In the end, Kilkenny's utter dominance in Sunday's final has inevitably shifted thoughts from the present to the future, such as when, if ever, this dominance will end.
"Look, that's exactly the same as what was being said to the Cork team a couple of years ago," said Cody. "And the same as what was being said to me here back in 2003. Then we came along and didn't win in 2004, obviously. Or 2005. So sport is sport.
"You know these things won't last. You just get what you can out of them."
"I was aware the whole time that the three-in-a-row was a very special thing for Kilkenny, the supporters, and for everyone involved in hurling.

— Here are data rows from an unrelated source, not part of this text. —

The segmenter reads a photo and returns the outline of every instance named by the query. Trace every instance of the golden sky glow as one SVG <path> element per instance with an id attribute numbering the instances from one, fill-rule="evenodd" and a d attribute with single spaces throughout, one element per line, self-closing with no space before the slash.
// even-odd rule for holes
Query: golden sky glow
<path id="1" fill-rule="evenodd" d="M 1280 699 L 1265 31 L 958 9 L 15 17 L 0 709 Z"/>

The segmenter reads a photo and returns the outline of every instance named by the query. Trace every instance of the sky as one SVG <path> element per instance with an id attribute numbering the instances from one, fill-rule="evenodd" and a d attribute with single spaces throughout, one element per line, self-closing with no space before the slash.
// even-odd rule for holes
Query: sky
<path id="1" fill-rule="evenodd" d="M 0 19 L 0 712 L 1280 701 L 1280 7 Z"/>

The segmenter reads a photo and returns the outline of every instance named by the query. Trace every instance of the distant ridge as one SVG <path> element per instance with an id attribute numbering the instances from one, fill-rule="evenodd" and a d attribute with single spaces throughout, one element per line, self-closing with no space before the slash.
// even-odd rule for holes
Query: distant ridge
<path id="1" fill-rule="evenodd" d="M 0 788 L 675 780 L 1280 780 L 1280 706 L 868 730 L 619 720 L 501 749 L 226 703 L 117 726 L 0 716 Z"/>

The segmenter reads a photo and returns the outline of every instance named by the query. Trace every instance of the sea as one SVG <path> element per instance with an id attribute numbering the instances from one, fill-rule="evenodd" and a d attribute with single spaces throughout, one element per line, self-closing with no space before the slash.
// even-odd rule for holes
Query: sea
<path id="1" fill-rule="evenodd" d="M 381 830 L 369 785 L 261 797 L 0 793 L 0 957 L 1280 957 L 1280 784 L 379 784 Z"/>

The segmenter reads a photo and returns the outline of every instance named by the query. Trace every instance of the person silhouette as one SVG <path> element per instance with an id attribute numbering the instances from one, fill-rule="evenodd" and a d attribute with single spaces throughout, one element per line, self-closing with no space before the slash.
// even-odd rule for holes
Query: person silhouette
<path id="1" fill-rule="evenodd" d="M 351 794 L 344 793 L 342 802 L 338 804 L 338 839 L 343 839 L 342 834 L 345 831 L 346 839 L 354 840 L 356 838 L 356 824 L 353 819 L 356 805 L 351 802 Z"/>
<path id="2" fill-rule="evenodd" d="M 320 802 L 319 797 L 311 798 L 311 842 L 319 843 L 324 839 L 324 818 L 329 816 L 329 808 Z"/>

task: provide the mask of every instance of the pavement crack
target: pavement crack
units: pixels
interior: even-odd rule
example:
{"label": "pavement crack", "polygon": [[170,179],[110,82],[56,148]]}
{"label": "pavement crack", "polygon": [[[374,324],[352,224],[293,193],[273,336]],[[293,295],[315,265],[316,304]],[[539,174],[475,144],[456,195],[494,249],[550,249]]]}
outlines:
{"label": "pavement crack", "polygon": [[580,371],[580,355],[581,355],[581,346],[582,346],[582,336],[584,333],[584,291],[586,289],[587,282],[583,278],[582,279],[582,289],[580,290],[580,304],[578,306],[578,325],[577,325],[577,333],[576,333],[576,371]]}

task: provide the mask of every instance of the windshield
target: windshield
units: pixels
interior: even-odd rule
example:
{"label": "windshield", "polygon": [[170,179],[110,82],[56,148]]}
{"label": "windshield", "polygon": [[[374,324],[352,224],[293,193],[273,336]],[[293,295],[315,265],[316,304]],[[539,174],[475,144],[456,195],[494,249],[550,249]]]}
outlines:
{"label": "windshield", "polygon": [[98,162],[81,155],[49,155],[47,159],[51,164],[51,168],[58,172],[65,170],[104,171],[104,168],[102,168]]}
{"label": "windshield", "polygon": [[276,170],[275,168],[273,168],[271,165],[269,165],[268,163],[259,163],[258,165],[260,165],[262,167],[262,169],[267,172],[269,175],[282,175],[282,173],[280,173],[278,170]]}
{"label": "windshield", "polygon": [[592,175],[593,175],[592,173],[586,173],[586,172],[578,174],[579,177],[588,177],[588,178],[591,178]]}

"The three-in-a-row is a kind of magical thing, or mythical thing. And also to go ahead on the roll of honour, that's serious and special as well.
"It didn't occupy my thoughts, genuinely, but that if we did win, it was something for afterwards, and that's now. So that's nice. The same with four-in-a-row. That's not going to occupy my thoughts right now."
There was a word of praise too for Waterford, not that Cody sympathised with some of the support sent their way: "Sure Waterford have been a super team over the last number of years, really adorned the game. I know a lot of people were saying that if they were in the final last year they would have beaten Kilkenny.
"There was a feeling this time as well that Waterford had a serious chance.
"I heard, from my spies that read the papers, that the feeling was that if Waterford were close with 10 minutes to go then they would more than likely win.
"It didn't make a lot of sense to me, that talk. But it helped us into gear, and I suppose that's motivation for our players."
Again, typically, he suspended any talk about his own future, except of course to state the obvious: Kilkenny will be around for a while yet.
"As for my own future, I haven't the slightest idea, no more than I ever had. I won't even think about now. I'll just carry on, and enjoy what's after happening. Some day it will dawn on me, and that will be it."